“This used to be the CIA area,” the guard said as he started turning a combination lock on a big and very heavy vault-like door.
Inside, one is taken back into the late 1970s, with green carpets on the floor and very old computers collecting dust.
We were inside the former U.S. Embassy in Tehran. Iranian authorities had given us permission to film inside the complex, and staff let us in.
Part of the alleged former CIA section have been turned into a museum, but other areas are almost as they were when Iranian protesters raided the embassy in 1979, taking dozens of Americans hostage.
A guard let us into the main building and led us up a flight of stairs.
The walls of the staircase have a giant mural with various anti-American themes.
From U.S. support for Iraqi dictator Saddam Hussein, to alleged American crimes against humanity and the shooting down of an Iranian airliner by a U.S. warship, America is portrayed in the graffiti as fundamentally evil.
The guard showed us several shredding devices, old computers allegedly used for surveillance and eavesdropping, and even a so-called “document forging room,” where phony passports and other IDs are said to have been produced.

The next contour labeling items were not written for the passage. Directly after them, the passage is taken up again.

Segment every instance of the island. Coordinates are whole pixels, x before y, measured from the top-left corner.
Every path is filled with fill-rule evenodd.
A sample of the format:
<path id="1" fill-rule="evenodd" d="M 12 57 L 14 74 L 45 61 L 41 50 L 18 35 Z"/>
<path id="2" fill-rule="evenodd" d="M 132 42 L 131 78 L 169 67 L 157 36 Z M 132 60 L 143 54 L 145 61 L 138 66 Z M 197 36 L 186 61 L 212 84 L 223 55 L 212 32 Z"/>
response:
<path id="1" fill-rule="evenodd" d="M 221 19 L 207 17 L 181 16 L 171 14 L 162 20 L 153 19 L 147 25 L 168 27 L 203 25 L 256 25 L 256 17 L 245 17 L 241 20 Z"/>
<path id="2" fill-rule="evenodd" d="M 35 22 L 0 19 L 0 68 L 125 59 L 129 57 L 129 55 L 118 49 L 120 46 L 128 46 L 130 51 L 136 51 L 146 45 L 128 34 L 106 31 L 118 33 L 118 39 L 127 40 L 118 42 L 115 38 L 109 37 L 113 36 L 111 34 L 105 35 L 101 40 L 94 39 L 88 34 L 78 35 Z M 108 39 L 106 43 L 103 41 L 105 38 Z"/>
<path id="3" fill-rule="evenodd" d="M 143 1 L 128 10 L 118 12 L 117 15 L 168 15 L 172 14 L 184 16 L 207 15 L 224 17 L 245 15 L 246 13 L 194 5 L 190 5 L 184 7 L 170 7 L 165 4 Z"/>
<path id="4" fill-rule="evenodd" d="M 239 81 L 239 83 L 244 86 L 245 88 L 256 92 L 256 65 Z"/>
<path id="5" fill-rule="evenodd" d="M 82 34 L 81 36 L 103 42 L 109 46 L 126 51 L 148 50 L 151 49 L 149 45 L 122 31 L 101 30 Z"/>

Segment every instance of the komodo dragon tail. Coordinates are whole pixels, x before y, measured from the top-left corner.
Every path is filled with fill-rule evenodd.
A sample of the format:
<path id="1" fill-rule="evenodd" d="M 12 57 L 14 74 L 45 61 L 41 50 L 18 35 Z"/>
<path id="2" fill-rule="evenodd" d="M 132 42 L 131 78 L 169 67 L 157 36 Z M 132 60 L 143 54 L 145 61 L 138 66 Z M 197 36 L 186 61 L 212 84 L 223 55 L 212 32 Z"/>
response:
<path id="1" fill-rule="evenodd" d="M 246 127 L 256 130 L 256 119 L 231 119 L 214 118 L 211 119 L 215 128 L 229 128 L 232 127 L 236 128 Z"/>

The most remarkable exhibit in the former CIA area, though, is what the Iranians call the “Glassy Meeting Room.” That is a room made of plexiglass, allegedly impossible to eavesdrop on — at least with the technology that existed in the 1970s.
U.S. Embassy personnel used this room for secret meetings, according to the Iranian staff at the former embassy.
Most of the former embassy grounds are a museum nowadays, but parts are used by Iranian student organizations as offices.
But the complex is also a very emotional place for both Americans and Iranians. The memory of U.S. hostages in the hands of Iranian protesters symbolizes the moment the rift between Iran and America became a chasm, which still has not been bridged.